Honor Magic7 Pro phone review: Uncovering its true value through deepfake detection

With the upgraded AI and bold marketing approach, Honor seems eager to leverage its growing brand after seeing success with its previous phones. The Magic7 Pro is a step in the right direction for value seekers. #honor #smartphone #review

Note: This review was first published on 21 January 2025.

Honor Magic7 Pro. Photo: HWZ.

Honor Magic7 Pro. Photo: HWZ.

Emboldened Honor

The arrival of the Honor Magic7 Pro means many things, especially for the Singapore market.

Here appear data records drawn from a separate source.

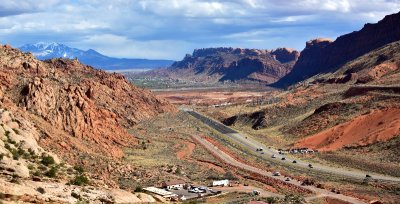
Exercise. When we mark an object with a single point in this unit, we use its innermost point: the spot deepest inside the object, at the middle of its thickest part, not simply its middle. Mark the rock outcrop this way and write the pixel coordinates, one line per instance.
(233, 64)
(73, 105)
(323, 56)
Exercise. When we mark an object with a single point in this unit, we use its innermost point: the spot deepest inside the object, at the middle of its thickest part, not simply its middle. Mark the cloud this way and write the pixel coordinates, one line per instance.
(171, 28)
(16, 7)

It’s one of the first Qualcomm Snapdragon 8 Elite smartphones to grace our shores officially (Redmagic 10 Pro was a touch earlier, but that’s targeted at Android mobile gamers). Along with the MediaTek-backed OPPO Find X8 Pro, we’re kicking off the 2025 Android flagship comparison to a heated start.

At S$1,399 (512GB storage + 12GB RAM), the Honor Magic7 Pro has the same starting price as its predecessor (review here). More software perks have been added since then, even if you don’t care for Qualcomm’s powerful 2025 processor.

TL;DR version:



Honor Magic7 Pro is an easy choice if you want a relatively affordable 2025 flagship phone with Snapdragon within, but its unique deepfake detection feature and odd flaws may not be for everyone.



Find it at
Lazada, Shopee, Challenger, Gain City, and Harvey Norman, as well as at authorised retailers.

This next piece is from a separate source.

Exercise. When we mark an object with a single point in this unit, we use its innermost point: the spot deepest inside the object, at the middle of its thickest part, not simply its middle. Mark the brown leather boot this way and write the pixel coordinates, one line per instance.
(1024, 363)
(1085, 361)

Honor’s Android 15 phone runs on MagicOS 9.0, which is said to contain Magic Portal 2.0. This revamped context-based side panel promises to deliver on its claim of knowing the correct apps to recommend when you make selections or copy text. We’ll test it again since the first version wasn’t as impressive as we hoped. That’s on top of its brand of AI Deepfake Detection in video calls, AI translation, summarisation, photo-editing tools, plus pre-loaded Google Gemini access (and even the latest version).

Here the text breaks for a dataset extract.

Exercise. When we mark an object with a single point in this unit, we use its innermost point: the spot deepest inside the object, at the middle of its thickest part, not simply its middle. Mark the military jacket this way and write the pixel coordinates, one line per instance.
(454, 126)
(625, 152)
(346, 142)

That means the Honor Magic7 Pro has also become an alternative to other AI-first phones in Singapore, such as Samsung’s Galaxy AI, Google’s Pixel AI, and OPPO’s AI (covered here and here). We’ll briefly explore each feature to see how Honor’s version compares to the competition.

In the hard specs arena, worthy call-outs are the Magic7 Pro’s 6.8-inch LTPO AMOLED panel, its 5,850mAh battery with 100W wired and 80W wireless charging, its IP68 + IP69 rating for water and dust resistance, and triple rear camera system that touts a 200MP telephoto shooter. All that is on top of many fringe features like NanoCrystal Shield glass, Dual-SIM compatibility, and more. 

Honor Magic7 Pro. Photo: HWZ.

Honor Magic7 Pro. Photo: HWZ.

With the upgraded AI and bold marketing approaches (asking customers to put a deposit down before the pre-order launch), Honor seems eager to leverage its growing brand after seeing some success with its previous phones. It’s only been 19+ months since they returned to the Singapore market with the midrange Honor X9a 5G, making it a relatively quick rise into Singaporean consciousness (again). That's also why we've opened up a Honor User Group forum section for focussed discussions on their phones and services.

Does Honor Magic7 Pro have what it takes to make Android users choose it over the myriad flagship AI alternatives out there? Let’s find out.

Disclaimer: The Honor Magic7 Pro review unit we received from Honor came with a “Not For Sale” sticker appended to the rear of the phone and its packaging label. We’d like to caution readers that there’s a tiny likelihood our review experience may differ from your experience with your retail unit.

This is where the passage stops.